Owing to improvements in our understanding of the biological principles of tumour initiation and progression, a wide variety of novel targeted therapies have been developed. Developments in biomedical imaging, however, have not kept pace with these improvements and are still mainly designed to determine lesion size alone, which is reflected in the Response Evaluation Criteria in Solid Tumors (RECIST). Imaging approaches currently used for the evaluation of treatment responses in patients with solid tumours, therefore, often fail to detect successful responses to novel targeted agents and might even falsely suggest disease progression, a scenario known as pseudoprogression. The ability to differentiate between responders and nonresponders early in the course of treatment is essential to allowing the early adjustment of treatment regimens. Various imaging approaches targeting a single dedicated tumour feature, as described in the hallmarks of cancer, have been successful in preclinical investigations, and some have been evaluated in pilot clinical trials. However, these approaches have largely not been implemented in clinical practice. In this Review, we describe current biomedical imaging approaches used to monitor responses to treatment in patients receiving novel targeted therapies, including a summary of the most promising future approaches and how these might improve clinical practice.

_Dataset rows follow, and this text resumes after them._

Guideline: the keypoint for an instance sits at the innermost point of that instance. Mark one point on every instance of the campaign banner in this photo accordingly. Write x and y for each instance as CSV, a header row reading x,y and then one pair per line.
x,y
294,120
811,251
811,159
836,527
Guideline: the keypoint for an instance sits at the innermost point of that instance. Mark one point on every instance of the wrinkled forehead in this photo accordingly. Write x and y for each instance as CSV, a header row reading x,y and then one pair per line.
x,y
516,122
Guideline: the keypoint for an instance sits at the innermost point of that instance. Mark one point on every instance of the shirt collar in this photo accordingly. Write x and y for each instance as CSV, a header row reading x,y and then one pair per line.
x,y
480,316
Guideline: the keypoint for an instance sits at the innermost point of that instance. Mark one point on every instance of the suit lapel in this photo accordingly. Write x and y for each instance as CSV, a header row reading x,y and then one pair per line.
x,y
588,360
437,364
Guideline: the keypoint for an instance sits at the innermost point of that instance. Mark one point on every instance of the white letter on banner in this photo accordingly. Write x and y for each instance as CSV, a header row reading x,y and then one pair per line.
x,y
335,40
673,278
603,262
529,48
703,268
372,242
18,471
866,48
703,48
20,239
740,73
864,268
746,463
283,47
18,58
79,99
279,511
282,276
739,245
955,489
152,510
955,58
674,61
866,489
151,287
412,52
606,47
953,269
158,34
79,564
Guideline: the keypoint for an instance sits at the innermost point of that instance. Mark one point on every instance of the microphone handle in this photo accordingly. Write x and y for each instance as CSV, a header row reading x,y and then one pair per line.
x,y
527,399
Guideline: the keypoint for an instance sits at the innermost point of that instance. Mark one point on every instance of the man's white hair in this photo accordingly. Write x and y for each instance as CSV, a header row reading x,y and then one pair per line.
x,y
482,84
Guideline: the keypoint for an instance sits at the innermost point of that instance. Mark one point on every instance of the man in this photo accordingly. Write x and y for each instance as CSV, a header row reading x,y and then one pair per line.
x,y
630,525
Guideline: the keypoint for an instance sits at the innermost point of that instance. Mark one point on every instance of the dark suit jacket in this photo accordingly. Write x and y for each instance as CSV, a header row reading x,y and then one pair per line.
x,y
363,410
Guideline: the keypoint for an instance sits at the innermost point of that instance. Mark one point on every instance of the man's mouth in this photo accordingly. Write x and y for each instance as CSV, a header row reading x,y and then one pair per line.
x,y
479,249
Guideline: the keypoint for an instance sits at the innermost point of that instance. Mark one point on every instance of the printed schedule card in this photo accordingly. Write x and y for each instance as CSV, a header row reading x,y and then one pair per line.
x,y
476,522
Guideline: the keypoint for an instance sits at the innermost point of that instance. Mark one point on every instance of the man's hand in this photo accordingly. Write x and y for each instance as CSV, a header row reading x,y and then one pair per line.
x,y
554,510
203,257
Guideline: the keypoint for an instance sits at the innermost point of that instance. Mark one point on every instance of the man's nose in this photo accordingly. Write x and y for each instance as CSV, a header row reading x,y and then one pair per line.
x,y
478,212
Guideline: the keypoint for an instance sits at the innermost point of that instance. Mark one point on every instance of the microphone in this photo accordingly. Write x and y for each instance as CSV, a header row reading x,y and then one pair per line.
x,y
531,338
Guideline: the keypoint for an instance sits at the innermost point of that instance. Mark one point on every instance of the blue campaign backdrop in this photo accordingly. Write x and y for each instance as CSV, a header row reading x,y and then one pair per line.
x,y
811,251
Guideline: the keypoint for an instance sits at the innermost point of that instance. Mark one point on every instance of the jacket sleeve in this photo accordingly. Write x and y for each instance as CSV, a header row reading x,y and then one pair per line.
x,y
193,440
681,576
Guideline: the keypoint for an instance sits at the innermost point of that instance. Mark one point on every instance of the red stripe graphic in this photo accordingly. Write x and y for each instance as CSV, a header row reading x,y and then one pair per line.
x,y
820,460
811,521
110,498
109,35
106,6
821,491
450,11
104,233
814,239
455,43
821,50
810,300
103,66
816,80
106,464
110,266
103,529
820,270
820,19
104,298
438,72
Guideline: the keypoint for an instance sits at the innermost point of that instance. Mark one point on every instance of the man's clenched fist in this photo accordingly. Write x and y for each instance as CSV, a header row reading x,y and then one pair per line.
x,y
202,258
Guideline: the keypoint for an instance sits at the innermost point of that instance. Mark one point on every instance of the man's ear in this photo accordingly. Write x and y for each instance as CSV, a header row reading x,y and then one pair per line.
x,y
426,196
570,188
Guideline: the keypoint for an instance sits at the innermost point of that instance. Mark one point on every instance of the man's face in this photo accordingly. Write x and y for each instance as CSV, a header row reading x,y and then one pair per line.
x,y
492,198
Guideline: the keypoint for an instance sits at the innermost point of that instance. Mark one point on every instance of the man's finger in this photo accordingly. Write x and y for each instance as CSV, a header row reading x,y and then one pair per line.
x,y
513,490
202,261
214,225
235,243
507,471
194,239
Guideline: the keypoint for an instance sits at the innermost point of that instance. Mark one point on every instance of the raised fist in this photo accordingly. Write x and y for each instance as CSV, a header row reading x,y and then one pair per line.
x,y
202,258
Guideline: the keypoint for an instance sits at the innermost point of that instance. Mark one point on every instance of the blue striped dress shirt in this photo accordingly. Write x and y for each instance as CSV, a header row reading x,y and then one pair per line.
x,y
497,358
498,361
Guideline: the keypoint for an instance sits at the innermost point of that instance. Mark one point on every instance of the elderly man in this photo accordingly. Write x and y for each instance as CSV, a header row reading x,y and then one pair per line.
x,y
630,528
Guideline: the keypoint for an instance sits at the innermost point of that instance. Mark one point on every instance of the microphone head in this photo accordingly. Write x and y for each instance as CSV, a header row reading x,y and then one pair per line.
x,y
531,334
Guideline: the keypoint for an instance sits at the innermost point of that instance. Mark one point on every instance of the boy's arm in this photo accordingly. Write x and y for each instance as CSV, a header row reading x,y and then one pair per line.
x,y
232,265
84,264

由于对我们对肿瘤发生和发展的生物学原理的理解有所改善，因此已经开发了多种新颖的靶向疗法。然而，生物医学成像技术的发展并没有跟上这些改进的步伐，并且仍然主要设计为仅确定病灶的大小，这在《实体瘤反应评估标准》（RECIST）中得到了体现。因此，当前用于评估实体瘤患者治疗反应的影像学方法通常无法检测出对新型靶向药物的成功反应，甚至可能错误地提示疾病进展，即假进展。在治疗过程中早期区分反应者和非反应者的能力对于允许早期调整治疗方案至关重要。如癌症的特征所描述的，针对单个专用肿瘤特征的各种成像方法已经在临床前研究中取得了成功，并且一些方法已经在临床试验中得到了评估。但是，这些方法在临床实践中基本上没有实现。在这篇综述中，我们描述了当前的生物医学影像学方法，用于监测接受新型靶向疗法的患者对治疗的反应，包括最有前途的未来方法的总结以及这些方法如何改善临床实践。